Hacker News new | ask | show | jobs
by zzzeek 4797 days ago
"other_id" and "other" here refer to two different ways of referring to a many-to-one reference between "somemodel" and "othermodel". Asking for rows of "somemodel" where "object_id" is None is the exact same thing as asking for rows from "somemodel" where its reference to "object" is None.

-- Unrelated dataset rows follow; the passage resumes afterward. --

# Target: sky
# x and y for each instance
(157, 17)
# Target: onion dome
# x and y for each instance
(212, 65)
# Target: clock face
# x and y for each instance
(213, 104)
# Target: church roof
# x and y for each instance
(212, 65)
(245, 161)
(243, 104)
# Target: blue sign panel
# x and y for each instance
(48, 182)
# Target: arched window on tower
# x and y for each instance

Both should produce the same query, the simple one without the JOIN. The query with the JOIN is completely wasteful and not at all correct - it does a LEFT OUTER JOIN to the remote table, only to filter on those rows where the remote table has no match; but this is already obvious from whether or not "somemodel.other_id" is NULL.
2 comments

You're right in that they are largely the same action, but consider this case:

An Owner is deleted without setting the pets.owner_id to NULL. So now there's a row in Pets with an owner_id referring to an Owner that doesn't exist.

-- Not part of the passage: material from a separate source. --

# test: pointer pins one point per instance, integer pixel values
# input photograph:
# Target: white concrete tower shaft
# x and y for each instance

These two queries will (rightfully) return different things in this case.

One will return The Pets who have null for an owner_id. The other will return the Pets whose owner_id is NULL AND those who do have an owner_id, but it doesn't reference an existing row in Owner.

OK, you're right in that owner_id can refer to a nonexistent entry, if the schema both doesn't make correct use of constraints and is also referentially corrupt. Designing the ORM to jump through huge hoops to suit the case that the user is using the relational database incorrectly, in such a way that enormous performance overhead is added to the use case as used correctly in the vast majority of cases, is IMO a poor design decision.
Great point, I didn't even think of that! The join there is for a reason, and that you're getting the entire 'model' not a field. If someone thinks what ORM does in this case is stupid, they probably think table constraints are stupid.
So the ORM is too stupid to know that in the case the other_id is NULL, it doesn't need to create a join subquery. But would you rather the PostgreSQL query planner figure this out or do it yourself in python? I would like to see the time difference both queries take, and I don't think I would want Django ORM to do this.
I think you should run EXPLAIN ANALYZE on both queries and see what you find.
I now understand that it won't be optimized away because it's doing something, and I think I still want it to do that something. I've run into plenty of ORM limitations and use custom SQL for procedures and custom joints, but I still wouldn't call Django ORM stupid for doing what it's doing, in this case.